Katie’s Volcanic Balsamic Vinaigrette Dressing Recipe

Katie’s Volcanic Balsamic Vinaigrette Dressing Recipe

BalsamicWith my improvements…

Frustrated by nasty store-bought salad dressing I was grumbling one night in the kitchen and my daughter said “Why don’t you just make your own? It’s just olive oil and balsamic vinegar!”  She proceeded to mix up some home-made Balsamic Vinaigrette that was wonderful.
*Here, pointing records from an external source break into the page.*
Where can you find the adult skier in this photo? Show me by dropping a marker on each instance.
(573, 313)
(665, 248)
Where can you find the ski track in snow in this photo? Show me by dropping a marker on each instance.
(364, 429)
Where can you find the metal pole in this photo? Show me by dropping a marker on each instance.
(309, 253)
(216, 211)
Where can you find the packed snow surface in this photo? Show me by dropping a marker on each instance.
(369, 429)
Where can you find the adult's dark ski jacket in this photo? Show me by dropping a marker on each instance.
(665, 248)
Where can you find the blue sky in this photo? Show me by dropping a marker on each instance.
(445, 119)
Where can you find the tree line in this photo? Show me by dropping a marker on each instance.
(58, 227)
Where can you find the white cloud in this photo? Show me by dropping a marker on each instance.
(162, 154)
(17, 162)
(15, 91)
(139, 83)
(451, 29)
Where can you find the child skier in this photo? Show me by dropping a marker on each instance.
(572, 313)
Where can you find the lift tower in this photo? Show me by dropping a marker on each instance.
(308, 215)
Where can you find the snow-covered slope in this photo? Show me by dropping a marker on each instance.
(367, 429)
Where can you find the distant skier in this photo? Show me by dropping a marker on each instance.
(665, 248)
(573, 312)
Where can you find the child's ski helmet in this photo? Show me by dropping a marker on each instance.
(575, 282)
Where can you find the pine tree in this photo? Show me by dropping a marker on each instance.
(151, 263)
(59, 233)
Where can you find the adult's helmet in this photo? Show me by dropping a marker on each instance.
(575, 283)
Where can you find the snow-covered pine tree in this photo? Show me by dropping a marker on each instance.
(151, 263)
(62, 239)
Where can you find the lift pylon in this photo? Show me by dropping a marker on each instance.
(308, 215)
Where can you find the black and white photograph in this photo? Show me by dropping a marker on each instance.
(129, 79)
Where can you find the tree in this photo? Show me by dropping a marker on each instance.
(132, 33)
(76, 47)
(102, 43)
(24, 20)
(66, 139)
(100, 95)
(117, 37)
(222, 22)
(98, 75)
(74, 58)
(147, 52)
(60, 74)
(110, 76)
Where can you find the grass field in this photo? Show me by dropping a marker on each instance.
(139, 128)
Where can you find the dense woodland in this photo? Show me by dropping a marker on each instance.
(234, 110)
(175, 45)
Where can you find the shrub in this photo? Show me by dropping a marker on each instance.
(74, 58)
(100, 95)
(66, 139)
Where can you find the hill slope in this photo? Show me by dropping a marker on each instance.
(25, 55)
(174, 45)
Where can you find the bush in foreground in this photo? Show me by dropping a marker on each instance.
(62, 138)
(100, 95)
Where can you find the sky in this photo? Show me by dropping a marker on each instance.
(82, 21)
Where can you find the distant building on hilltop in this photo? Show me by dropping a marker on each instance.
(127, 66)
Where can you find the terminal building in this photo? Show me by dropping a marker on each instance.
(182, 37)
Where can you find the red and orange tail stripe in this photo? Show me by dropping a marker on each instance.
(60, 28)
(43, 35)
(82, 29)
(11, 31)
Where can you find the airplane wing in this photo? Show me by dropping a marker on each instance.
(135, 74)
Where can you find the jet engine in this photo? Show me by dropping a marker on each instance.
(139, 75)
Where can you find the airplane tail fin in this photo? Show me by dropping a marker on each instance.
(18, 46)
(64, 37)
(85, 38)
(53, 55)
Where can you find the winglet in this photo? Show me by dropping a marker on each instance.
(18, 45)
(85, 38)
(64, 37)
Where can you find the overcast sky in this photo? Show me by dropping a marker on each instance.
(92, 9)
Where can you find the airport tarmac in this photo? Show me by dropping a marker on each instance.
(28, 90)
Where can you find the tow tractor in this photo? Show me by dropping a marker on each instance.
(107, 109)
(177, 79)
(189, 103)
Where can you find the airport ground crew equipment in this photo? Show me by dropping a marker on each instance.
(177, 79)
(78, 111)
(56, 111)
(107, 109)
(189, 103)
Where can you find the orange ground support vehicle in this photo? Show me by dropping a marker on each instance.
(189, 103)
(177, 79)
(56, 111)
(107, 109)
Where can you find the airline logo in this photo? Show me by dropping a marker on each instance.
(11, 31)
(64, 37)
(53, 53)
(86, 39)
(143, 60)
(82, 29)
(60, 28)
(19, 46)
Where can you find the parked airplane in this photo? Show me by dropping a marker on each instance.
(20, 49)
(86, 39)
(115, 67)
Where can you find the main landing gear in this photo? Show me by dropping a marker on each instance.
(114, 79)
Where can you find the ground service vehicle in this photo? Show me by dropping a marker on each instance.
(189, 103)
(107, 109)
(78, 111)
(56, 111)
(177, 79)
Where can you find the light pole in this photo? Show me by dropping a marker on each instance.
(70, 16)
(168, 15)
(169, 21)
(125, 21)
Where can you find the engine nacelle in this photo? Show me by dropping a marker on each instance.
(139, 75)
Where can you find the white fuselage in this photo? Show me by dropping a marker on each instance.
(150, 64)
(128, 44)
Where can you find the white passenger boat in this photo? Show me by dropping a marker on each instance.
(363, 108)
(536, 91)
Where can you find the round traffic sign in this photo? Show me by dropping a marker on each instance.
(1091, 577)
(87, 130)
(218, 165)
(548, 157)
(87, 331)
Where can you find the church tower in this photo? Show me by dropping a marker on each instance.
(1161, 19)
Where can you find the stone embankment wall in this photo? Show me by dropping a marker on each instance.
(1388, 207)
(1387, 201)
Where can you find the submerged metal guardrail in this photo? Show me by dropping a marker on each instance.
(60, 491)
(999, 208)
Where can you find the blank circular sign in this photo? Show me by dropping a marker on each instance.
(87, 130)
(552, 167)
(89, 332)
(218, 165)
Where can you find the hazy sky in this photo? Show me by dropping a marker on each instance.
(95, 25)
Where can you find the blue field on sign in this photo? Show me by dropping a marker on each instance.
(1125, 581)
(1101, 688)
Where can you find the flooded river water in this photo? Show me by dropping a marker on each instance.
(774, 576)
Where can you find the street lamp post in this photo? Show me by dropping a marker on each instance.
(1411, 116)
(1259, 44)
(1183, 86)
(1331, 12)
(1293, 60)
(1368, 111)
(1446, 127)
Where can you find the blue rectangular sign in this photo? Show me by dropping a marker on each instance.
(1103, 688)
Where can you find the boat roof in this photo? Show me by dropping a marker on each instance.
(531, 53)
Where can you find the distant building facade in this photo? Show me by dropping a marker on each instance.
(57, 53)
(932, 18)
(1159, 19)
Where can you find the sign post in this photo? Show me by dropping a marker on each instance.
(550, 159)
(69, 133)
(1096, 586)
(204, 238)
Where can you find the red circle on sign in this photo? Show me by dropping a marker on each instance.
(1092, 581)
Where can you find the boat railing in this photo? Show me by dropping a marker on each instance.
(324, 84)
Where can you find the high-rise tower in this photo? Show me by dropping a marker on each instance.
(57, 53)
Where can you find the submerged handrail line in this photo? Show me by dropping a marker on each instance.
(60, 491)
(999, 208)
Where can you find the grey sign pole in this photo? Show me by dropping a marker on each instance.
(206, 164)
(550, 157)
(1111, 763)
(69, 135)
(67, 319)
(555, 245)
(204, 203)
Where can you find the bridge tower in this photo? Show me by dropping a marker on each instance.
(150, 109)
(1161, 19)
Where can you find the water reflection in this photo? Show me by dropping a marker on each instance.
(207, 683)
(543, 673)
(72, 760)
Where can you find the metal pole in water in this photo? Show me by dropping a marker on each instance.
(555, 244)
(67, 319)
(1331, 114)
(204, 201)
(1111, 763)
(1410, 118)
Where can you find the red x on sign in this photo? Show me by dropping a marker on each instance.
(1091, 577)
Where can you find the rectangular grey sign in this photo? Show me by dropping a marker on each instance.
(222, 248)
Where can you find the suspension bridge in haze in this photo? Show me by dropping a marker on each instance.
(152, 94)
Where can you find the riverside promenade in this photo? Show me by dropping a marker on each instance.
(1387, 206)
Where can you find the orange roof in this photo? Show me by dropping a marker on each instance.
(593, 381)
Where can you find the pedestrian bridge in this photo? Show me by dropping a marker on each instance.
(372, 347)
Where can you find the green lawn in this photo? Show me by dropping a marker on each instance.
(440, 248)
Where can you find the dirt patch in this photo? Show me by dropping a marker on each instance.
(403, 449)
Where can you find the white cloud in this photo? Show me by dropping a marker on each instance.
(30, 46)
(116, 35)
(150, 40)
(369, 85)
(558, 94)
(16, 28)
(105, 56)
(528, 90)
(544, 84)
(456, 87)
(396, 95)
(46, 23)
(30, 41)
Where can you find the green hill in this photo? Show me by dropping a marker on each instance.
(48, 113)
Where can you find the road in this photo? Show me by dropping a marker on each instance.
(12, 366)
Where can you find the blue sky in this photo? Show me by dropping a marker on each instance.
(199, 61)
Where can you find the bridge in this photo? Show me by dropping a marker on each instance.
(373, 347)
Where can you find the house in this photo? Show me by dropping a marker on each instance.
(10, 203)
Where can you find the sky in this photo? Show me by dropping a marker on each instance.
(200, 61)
But, of course, being the mad scientist type I couldn’t leave it at that and I started experimenting with different additives until I found a spicy, tasty concoction I’m going to call “Volcanic Balsamic Vinaigrette”

Ingredients:

2 cups good olive oil

1 cup good balsamic vinegar

Extra secret additional optional ingredients:

2-3 Garlic cloves

2-3 Parsley branches

Dash of sea salt

5-6 cherry tomatoes

One whole Thai pepper!  (this is what makes it pop!)

Preparation:

Put all the ingredients in the blender.

Let it run on ‘Liquefy’ setting for a few minutes.

Pour it into an empty store-bought salad dressing bottle.

Makes one bottle (4-8 servings depending on how lavish you are)

Shelf stable (for the most part) and if you refrigerate it it will separate and harden – so don’t.

Yummy on any salad, great as a marinade too.